Counsel for Defendants: Michael A. Schoenberg, Esq., and Ross J. Kartez, Esq, of Ruskin Moscou Faltischek P.C.; Victor J. Molina, Esq., and Benjamin Sharav, Esq. of the Law office of Victor J. Molina
Anar Rathod Patel, J.
The following e-filed documents, listed by NYSCEF document number (Motion 003) 52—57, 65—68, 90 were read on this motion to/for DISMISSAL.
The following e-filed documents, listed by NYSCEF document number (Motion 004) 58—61, 69—72, 91 were read on this motion to/for DISMISSAL.

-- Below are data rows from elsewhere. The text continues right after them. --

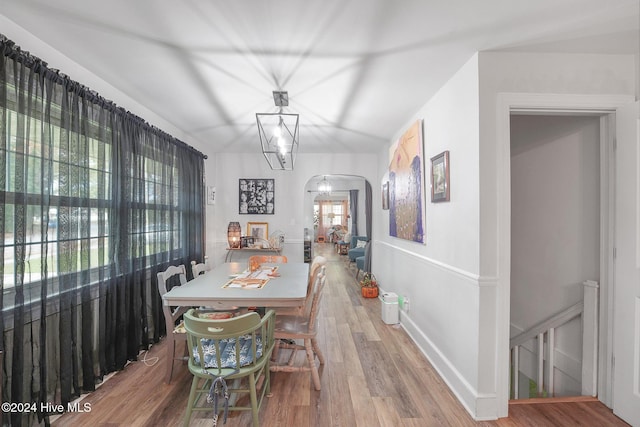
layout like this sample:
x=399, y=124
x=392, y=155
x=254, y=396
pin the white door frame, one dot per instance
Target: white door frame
x=571, y=104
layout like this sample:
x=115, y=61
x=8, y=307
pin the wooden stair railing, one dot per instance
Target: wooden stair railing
x=588, y=309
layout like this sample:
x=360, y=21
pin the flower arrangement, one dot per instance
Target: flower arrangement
x=369, y=286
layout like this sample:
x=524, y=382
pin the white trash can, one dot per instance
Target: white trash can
x=390, y=313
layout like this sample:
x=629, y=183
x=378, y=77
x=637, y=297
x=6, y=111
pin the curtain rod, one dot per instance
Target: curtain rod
x=11, y=50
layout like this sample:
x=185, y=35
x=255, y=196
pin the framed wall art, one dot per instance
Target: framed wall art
x=406, y=186
x=440, y=177
x=256, y=196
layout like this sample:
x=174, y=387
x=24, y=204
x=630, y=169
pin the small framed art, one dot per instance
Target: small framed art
x=256, y=196
x=258, y=230
x=440, y=177
x=385, y=196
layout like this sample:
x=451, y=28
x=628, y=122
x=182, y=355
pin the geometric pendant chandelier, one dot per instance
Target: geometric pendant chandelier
x=278, y=134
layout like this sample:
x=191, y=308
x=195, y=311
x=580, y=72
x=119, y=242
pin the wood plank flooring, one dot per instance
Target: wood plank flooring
x=373, y=376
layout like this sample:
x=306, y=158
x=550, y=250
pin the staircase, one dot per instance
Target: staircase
x=541, y=338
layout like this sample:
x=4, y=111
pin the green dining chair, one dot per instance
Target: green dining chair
x=228, y=357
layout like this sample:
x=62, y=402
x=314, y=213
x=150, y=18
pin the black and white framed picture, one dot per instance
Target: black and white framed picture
x=257, y=196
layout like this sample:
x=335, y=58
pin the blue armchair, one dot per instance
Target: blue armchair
x=355, y=251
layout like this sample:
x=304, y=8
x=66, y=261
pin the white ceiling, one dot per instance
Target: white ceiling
x=355, y=70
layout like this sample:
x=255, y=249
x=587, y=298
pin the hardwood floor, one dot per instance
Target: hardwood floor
x=373, y=376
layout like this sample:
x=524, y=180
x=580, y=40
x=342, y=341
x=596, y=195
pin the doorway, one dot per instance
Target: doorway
x=344, y=203
x=616, y=117
x=555, y=244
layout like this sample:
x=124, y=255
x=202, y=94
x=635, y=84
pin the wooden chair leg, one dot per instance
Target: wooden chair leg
x=254, y=399
x=312, y=364
x=316, y=350
x=171, y=350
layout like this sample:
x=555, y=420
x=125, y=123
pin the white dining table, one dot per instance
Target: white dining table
x=289, y=289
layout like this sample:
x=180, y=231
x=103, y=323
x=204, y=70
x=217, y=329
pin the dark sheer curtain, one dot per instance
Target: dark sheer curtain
x=353, y=210
x=94, y=202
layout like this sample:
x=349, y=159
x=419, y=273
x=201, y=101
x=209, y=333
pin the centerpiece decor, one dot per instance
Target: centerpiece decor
x=234, y=232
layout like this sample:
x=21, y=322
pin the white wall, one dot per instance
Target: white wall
x=224, y=170
x=459, y=304
x=555, y=228
x=544, y=76
x=440, y=278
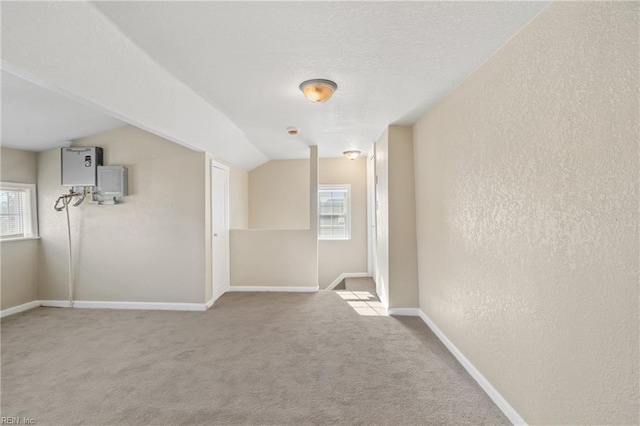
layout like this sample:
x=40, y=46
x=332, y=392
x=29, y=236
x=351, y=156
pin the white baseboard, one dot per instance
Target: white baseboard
x=404, y=312
x=498, y=399
x=347, y=275
x=19, y=308
x=149, y=306
x=273, y=288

This matter arises from Defendants' alleged unlawful concerted actions to defraud Plaintiff and breach the provisions of the Payroll Services Conversion Agreement dated March 31, 2021 ("the CBA"). NYSCEF Doc. No. 50 at ¶ 1 (Am. Compl.).[FN1] Plaintiff ADP, Inc. ("ADP" [*2]or "Plaintiff") is a Delaware corporation with its principal place of business in Roseland, New Jersey. Id. at ¶ 16. Defendants E. Armada Inc. ("Armada") and GMC Capital Management Corp. ("GMC") are accounting services providers incorporated in New York. Id. at ¶¶ 17, 19. Armada voluntarily dissolved on September 27, 2022. Id. at ¶ 18. Defendants Guillermo Manuel Concepcion ("Guillermo") and Anthony Manuel Concepcion ("Anthony") (collectively, with Defendants Armada and GMC, the "New York Defendants") were owners and operators of Armada and are residents of New York. Id. at ¶¶ 21—22. Guillermo was an officer of Defendant GMC. Id.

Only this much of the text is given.